The plant’s management negotiated with the workers union to allow the largely-Muslim workforce to take off the Muslim holiday Eid al-Fitr instead of Labor Day. Everyone should be happy, except for the anti-Muslim wackadoodles who can’t seem to get over the fact that a) there are a lot of Muslims in Shelbyville, TN; and b) the plant’s management is actually doing something to make their Muslim workers happy instead of, I dunno, flogging them daily and forcing them to eat pork rinds.
Over the weekend Kleinheider did a round-up of some local bloggers’ opinions. Some of the saddest ones include this one from Michael Hurtt, headlined “This Is How It Starts”:
This is a frightening example of incrementalism, the process by which groups achieve partial means to an ultimate end. For those who believe that the current fight in the Middle East is religious in nature, this concession by Tyson brings us one step closer to accepting Sharia Law as the law of the land in the U.S.
First they came for Labor Day, and because I had to work at the mall on Labor Day I said nothing ....
The funniest thing is to watch “free marketers” struggle as their economic philosophy does battle with their bigotry. For example, Six Meat Buffet:
On one hand I’m torn.
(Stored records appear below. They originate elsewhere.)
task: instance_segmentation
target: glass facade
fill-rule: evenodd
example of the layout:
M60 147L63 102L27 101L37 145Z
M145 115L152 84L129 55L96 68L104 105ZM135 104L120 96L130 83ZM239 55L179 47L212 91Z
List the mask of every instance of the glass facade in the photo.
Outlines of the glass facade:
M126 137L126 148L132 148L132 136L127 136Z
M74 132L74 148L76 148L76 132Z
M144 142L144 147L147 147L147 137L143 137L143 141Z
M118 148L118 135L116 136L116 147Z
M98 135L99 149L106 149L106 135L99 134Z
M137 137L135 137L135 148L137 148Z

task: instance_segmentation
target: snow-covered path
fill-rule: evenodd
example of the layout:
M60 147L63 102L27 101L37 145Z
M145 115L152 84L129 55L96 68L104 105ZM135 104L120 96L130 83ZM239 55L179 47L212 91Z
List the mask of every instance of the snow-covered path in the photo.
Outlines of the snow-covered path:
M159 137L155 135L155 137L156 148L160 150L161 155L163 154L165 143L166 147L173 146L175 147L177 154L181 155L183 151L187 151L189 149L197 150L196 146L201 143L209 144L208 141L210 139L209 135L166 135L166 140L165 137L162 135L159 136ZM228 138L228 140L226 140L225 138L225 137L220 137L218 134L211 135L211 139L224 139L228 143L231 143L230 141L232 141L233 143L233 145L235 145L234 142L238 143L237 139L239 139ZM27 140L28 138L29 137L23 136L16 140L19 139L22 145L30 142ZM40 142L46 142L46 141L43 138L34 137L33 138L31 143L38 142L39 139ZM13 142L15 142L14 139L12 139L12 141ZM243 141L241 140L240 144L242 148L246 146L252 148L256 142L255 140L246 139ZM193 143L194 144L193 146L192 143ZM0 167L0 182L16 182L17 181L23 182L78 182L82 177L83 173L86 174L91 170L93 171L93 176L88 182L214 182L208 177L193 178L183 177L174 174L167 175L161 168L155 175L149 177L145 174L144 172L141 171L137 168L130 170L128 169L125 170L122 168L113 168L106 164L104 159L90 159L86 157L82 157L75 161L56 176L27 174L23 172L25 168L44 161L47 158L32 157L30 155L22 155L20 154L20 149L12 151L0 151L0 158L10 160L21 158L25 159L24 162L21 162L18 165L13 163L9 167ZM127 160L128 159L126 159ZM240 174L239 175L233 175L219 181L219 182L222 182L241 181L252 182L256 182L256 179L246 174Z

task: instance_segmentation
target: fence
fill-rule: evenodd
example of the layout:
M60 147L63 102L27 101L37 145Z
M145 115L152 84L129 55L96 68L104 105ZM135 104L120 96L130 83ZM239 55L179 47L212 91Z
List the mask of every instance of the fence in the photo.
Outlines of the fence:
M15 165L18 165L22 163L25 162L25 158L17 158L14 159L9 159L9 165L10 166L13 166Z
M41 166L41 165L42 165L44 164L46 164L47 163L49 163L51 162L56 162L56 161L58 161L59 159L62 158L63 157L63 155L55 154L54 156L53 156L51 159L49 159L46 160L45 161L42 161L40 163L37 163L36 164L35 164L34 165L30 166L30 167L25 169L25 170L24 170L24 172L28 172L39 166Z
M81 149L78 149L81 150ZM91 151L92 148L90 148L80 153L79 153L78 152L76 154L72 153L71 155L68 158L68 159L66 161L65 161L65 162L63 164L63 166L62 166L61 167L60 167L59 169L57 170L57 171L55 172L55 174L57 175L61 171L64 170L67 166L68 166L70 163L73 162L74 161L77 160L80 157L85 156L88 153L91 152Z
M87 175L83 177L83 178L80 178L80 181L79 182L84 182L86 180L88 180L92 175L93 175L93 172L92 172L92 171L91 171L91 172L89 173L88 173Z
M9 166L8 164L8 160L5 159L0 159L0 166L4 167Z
A private business should be able to give everyone 365 days off a year if they want. On the other hand, replacing Labor Day for a holiday to placate the most violent, intolerant, misogynistic religion on the planet may not be the greatest idea.
Why, what a shining example of tolerance you display in that comment, SMB! Thanks for making my point for me.
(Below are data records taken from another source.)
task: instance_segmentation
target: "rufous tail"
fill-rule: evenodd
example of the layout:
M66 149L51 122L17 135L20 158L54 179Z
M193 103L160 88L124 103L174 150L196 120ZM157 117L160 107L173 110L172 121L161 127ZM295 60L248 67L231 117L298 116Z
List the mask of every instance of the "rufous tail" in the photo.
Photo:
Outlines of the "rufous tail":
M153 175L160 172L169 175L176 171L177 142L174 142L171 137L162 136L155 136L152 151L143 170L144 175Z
The fact that most of the Muslims working at the Tyson plant are refugees from a war-torn country seems entirely lost on most conservative voices. Several people have wondered how so many refugees ended up in Tennessee to begin with. You can thank the State Department and its Office of Refugee Resettlement for that.
One of the things I have always treasured about this country is that we are a safe haven, a beacon of hope, to those suffering in poverty and strife in other parts of the world. Not, apparently, in Tennessee.
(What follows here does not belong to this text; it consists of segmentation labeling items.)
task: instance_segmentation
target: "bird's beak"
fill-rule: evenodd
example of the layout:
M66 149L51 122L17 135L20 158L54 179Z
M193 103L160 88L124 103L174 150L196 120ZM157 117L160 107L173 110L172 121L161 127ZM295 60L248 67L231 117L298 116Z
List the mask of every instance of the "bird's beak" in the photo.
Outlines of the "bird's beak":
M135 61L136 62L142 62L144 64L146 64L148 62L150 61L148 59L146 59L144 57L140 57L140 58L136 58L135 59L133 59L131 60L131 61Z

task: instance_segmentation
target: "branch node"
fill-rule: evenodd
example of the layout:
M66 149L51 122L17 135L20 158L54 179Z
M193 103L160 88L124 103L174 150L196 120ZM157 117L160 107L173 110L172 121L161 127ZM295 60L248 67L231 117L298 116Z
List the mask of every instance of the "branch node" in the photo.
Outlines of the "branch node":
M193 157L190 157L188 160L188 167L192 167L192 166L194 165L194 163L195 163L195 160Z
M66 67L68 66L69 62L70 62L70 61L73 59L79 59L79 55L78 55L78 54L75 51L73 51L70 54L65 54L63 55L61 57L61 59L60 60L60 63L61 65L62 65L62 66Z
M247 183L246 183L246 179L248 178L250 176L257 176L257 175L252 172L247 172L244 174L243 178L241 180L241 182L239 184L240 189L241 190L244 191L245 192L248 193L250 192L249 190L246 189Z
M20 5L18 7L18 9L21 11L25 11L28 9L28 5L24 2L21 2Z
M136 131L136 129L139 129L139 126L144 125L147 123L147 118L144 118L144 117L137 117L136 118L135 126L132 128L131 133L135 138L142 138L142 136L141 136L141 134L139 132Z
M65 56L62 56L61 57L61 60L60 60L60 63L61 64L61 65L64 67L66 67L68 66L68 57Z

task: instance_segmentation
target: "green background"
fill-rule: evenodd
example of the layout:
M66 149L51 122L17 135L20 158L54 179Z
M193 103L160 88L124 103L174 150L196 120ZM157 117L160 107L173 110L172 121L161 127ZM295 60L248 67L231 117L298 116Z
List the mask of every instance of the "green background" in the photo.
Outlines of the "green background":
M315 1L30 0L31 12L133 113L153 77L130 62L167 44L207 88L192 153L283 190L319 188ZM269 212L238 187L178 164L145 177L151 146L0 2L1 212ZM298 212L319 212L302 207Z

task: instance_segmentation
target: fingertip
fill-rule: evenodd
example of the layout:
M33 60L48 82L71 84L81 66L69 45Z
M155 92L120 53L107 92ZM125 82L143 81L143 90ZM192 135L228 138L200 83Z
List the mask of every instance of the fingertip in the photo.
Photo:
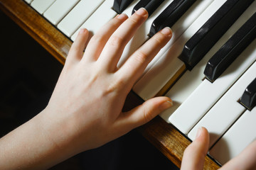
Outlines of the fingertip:
M85 28L82 28L79 31L79 34L85 34L85 33L88 33L88 30Z
M172 36L172 30L171 30L171 28L169 28L169 27L166 27L166 28L163 28L161 30L160 30L160 32L167 37Z
M173 106L174 103L172 100L170 98L166 97L164 100L159 104L159 108L161 112L171 108Z
M142 16L144 17L147 17L149 15L149 13L144 8L140 8L138 11L135 12L137 15Z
This makes me very sad. And I can't help but think what a poor image this gives the world of Tennessee. We're already perceived as backwards, racist, uneducated and toothless hayseeds. Today, GoldnI highlights that media narrative which brought CNN to Copperhill, TN to find people who believe Barack Obama is a Muslim. She rightly points out you could find those people anywhere in this country. But a rural town in Tennessee is where CNN chose to go for its story. Gee, I wonder why.
So Tennessee gets another black eye. Our backwards image can't be good for business--who would want to move their corporate headquarters to a state like that? And it's something we constantly have to fight.
Remember:
"Give me your tired, your poor,
Your huddled masses yearning to breathe free,
The wretched refuse of your teeming shore.
Send these, the homeless, tempest-tost to me,
I lift my lamp beside the golden door!"
I guess I missed the “except if you’re Muslim” line in that poem.